ARDS has many risk factors triggering an inflammatory response culminating in pulmonary injury. Some risk factors for Acute Respiratory Distress Syndrome (ARDS) include advanced age, female gender, smoking, alcohol use, aortic vascular surgery, cardiovascular surgery, traumatic brain injury, and COVID-19.

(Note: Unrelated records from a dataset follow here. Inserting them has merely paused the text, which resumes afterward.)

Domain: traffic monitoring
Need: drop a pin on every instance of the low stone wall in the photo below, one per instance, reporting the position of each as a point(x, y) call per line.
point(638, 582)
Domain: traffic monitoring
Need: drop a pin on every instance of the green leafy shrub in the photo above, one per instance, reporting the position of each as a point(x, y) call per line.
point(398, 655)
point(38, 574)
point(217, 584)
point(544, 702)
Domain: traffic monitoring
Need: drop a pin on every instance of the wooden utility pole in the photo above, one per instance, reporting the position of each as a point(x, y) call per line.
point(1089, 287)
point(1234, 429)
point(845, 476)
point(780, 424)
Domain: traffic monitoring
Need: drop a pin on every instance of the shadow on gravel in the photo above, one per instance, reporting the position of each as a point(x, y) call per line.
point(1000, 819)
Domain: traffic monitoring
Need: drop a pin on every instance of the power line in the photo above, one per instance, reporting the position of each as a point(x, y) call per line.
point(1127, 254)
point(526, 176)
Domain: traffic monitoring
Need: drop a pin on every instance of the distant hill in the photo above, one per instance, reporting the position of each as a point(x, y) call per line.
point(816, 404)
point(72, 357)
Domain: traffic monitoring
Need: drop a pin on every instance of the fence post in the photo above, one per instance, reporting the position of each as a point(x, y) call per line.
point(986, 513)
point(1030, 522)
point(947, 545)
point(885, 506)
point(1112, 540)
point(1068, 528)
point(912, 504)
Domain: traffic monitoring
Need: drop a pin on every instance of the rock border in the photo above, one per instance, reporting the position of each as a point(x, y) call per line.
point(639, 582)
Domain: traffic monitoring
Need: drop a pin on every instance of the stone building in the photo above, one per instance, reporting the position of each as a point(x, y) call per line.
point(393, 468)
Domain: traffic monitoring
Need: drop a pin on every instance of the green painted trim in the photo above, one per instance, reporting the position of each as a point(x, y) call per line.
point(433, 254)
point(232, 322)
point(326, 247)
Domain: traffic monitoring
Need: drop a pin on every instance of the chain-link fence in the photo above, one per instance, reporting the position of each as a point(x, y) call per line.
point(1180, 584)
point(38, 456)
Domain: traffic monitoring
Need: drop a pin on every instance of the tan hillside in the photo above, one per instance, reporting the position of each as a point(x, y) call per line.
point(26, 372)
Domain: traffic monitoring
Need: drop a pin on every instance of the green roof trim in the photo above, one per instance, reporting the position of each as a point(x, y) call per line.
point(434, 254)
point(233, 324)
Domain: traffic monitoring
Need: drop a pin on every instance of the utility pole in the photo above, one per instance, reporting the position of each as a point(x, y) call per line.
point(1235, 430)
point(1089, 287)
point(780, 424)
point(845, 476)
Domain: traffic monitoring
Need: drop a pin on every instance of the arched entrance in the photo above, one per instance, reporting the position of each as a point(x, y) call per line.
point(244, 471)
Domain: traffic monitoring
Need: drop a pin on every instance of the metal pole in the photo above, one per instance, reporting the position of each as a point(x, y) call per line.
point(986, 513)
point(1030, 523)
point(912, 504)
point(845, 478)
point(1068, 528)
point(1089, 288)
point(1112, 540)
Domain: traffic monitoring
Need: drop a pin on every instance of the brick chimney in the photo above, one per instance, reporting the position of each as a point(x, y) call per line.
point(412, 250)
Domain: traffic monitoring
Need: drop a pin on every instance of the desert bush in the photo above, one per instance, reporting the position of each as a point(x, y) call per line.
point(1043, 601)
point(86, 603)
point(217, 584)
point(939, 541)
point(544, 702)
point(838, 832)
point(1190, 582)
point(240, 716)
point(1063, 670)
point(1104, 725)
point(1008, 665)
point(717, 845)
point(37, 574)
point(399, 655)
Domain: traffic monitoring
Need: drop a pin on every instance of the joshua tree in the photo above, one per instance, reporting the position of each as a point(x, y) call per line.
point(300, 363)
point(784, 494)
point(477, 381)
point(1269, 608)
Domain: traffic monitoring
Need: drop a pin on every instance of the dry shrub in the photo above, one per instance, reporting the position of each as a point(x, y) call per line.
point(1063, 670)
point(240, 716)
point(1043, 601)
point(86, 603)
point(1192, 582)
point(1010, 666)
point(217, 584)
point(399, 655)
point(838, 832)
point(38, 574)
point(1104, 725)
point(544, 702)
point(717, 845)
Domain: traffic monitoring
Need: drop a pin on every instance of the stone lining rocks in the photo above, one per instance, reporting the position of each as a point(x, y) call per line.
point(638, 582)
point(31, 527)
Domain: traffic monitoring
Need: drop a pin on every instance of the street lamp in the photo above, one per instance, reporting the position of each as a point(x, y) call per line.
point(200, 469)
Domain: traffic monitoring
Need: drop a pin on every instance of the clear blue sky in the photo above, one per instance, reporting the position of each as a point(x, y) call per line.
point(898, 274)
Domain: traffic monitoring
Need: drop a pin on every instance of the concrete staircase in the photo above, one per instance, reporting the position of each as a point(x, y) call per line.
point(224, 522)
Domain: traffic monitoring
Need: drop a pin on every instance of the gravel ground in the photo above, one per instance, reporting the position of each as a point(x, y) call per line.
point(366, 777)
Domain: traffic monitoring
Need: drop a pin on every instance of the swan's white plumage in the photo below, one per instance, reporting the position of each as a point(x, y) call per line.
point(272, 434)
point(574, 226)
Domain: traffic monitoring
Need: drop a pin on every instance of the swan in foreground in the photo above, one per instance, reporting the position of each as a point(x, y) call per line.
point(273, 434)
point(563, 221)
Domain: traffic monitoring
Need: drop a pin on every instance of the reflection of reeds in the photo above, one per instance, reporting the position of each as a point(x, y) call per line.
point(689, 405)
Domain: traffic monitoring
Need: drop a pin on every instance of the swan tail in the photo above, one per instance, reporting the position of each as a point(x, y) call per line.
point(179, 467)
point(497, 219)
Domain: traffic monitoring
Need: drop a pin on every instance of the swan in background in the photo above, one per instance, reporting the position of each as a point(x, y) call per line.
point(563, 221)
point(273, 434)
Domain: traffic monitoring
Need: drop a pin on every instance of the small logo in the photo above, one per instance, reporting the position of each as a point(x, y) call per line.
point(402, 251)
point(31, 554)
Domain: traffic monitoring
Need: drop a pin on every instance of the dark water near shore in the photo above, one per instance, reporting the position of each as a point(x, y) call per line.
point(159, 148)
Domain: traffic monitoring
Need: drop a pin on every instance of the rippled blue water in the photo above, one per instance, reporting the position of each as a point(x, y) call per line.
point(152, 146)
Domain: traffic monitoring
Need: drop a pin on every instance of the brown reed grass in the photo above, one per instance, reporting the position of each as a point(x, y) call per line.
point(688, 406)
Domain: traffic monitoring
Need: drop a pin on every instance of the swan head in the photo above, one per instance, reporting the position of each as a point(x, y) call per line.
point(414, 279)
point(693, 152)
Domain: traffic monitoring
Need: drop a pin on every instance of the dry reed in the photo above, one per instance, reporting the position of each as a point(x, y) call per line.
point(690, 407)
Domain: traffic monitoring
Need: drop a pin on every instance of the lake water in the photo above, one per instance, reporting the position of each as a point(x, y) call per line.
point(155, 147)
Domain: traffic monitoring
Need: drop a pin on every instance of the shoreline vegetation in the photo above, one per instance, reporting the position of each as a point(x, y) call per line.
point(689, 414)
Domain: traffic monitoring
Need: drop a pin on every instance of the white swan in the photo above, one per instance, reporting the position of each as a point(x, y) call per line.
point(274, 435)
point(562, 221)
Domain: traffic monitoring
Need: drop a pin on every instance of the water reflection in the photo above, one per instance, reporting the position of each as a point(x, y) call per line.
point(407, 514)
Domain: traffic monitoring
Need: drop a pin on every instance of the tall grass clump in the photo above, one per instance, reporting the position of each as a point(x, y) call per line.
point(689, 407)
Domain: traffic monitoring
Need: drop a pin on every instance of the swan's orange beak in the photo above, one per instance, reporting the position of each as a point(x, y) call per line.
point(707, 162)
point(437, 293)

ARDS IMPACT IN THE UNITED STATES
MOST patients with Acute Respiratory Distress Syndrome (ARDS) require the use of oxygen support that often includes invasive mechanical ventilation. Approximately 200,000 patients will be diagnosed with ARDS in 2021. Despite advances in modern medicine, ARDS still has a high mortality rate.

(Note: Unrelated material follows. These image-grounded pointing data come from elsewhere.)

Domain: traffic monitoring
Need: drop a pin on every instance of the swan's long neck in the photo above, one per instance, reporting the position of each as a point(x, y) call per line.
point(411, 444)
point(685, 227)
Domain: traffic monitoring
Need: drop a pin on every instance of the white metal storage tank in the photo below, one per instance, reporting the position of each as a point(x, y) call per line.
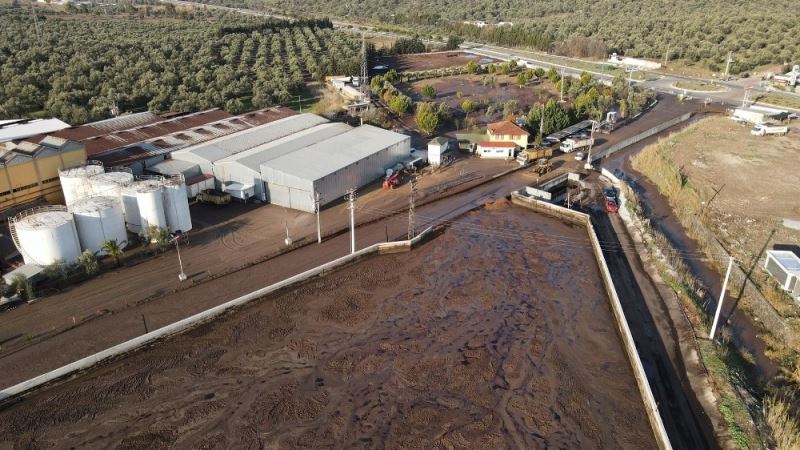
point(45, 235)
point(130, 209)
point(150, 200)
point(110, 183)
point(176, 204)
point(99, 219)
point(75, 180)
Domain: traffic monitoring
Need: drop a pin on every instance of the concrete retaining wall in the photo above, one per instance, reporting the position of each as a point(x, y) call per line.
point(204, 316)
point(641, 136)
point(639, 374)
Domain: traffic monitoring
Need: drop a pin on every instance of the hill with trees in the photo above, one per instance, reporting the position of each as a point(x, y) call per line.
point(698, 31)
point(160, 59)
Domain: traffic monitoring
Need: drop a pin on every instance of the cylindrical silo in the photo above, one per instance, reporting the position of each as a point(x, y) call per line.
point(150, 200)
point(176, 205)
point(75, 180)
point(97, 220)
point(130, 209)
point(46, 235)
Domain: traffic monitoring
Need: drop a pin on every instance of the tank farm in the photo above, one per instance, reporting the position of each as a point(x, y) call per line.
point(494, 333)
point(100, 206)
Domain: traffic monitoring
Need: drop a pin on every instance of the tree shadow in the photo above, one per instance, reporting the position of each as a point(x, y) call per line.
point(748, 276)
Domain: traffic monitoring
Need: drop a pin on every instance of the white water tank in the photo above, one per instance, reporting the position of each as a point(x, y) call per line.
point(176, 205)
point(46, 235)
point(75, 180)
point(130, 209)
point(150, 201)
point(99, 219)
point(110, 184)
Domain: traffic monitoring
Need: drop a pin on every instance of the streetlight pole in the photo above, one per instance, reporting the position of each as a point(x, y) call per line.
point(721, 297)
point(588, 164)
point(181, 276)
point(316, 208)
point(351, 198)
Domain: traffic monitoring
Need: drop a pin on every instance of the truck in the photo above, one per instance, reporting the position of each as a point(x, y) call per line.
point(525, 157)
point(213, 197)
point(572, 144)
point(764, 129)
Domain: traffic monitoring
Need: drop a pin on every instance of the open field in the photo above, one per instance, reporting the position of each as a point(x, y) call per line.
point(426, 61)
point(516, 348)
point(503, 89)
point(759, 176)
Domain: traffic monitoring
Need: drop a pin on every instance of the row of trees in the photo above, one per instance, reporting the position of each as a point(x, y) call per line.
point(700, 32)
point(82, 64)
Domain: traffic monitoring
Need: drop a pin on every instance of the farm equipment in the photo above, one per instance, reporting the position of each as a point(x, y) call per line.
point(525, 157)
point(542, 166)
point(213, 197)
point(571, 144)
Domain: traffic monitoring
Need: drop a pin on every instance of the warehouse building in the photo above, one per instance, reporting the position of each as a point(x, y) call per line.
point(285, 161)
point(29, 169)
point(331, 167)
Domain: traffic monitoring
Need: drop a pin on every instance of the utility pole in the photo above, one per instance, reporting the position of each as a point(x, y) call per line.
point(35, 21)
point(363, 83)
point(721, 297)
point(588, 164)
point(728, 65)
point(411, 218)
point(351, 198)
point(317, 199)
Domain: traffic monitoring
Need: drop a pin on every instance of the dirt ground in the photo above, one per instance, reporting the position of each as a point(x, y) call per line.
point(472, 87)
point(757, 174)
point(474, 340)
point(427, 61)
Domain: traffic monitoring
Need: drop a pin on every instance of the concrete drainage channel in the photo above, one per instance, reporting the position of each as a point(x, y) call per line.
point(642, 383)
point(209, 314)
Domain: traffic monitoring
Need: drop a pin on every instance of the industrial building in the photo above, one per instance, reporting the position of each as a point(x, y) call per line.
point(23, 128)
point(29, 170)
point(332, 167)
point(784, 266)
point(285, 161)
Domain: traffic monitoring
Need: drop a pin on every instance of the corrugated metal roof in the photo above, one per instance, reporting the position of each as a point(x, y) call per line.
point(787, 259)
point(20, 129)
point(254, 157)
point(326, 157)
point(173, 167)
point(238, 142)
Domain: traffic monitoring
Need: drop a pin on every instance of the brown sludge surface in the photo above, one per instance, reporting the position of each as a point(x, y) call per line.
point(470, 341)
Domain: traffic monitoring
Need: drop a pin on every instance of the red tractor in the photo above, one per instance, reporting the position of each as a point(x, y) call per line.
point(392, 181)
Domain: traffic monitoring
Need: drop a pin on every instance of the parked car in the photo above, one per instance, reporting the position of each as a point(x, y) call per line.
point(611, 205)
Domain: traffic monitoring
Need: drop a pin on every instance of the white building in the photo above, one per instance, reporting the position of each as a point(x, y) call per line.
point(436, 148)
point(347, 161)
point(642, 64)
point(496, 149)
point(784, 266)
point(285, 161)
point(23, 128)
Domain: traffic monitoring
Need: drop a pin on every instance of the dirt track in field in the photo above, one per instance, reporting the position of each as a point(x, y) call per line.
point(471, 341)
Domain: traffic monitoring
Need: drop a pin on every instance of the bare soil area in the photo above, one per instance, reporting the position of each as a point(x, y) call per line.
point(502, 89)
point(490, 336)
point(428, 61)
point(758, 178)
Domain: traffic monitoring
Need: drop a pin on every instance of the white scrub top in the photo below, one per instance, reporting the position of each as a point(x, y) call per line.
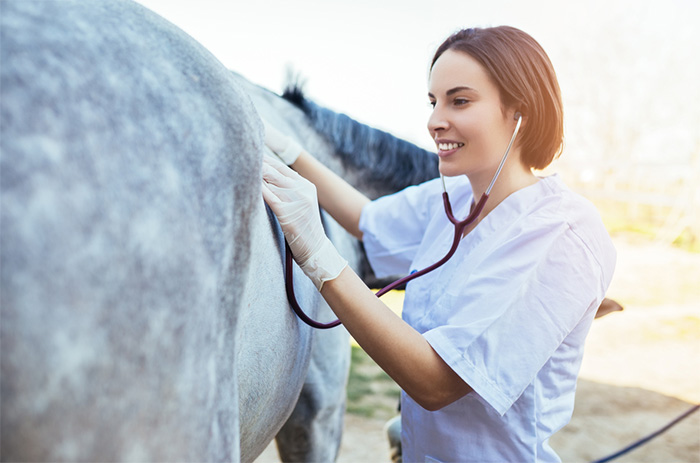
point(509, 312)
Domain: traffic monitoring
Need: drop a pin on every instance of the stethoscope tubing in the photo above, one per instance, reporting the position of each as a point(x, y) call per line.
point(459, 226)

Over 112,000 cases of ARDS in non-COVID patients in 2020
Estimates of an additional 85,000 case of ARDS in COVID-19 patients in 2020
The coronavirus pandemic may offer accelerated approval pathways for safe and effective COVID-19 therapies such as NDC-1308
ARDS: AN UNMET MEDICAL NEED WITH A HIGH MORTALITY RATE
45-50% of ARDS is realated to pulmonary inflammation. Sepsis and severe Pneumonia are leading causes of ARDS in non COVID-19 patients
ARDS can progress very quickly, or develop over a few days. The first symptom of ARDS is usually shortness of breath. Other symptoms of ARDS include low blood oxygen, rapid breathing, and clicking, bubbling, or rattling sounds in the lungs while breathing.
NDC-1308: A POTENTIAL BREAKTHROUGH THERAPY FOR ARDS
In cases of pulmonary infections, M1 macrophages become the first line of defense and most often eliminate the infection. However, these M1 macrophages can lead to hyper-inflammation.
Prolonged inflammation within the lungs causes respiratory distress and respiratory failure, leading to Acute Respiratory Distess Syndrome (ARDS), as well as Cytokine Storm.
NDC-1308 is a small molecule that upregulates the genes responsible for lipoprotein lipase (LPL) production. Increased LPL levels in lung macrophages polarizes them from the M1 (pro-inflammatory, anti-repair) state to the M2 (anti-inflammatory, pro-repair) state, potentially reducing the risk of acute respiratory failure and the need for mechanical ventilators.
NDC-1308 is administrated by once-a-day inhalation therapy directly to the lungs over a 14-day period.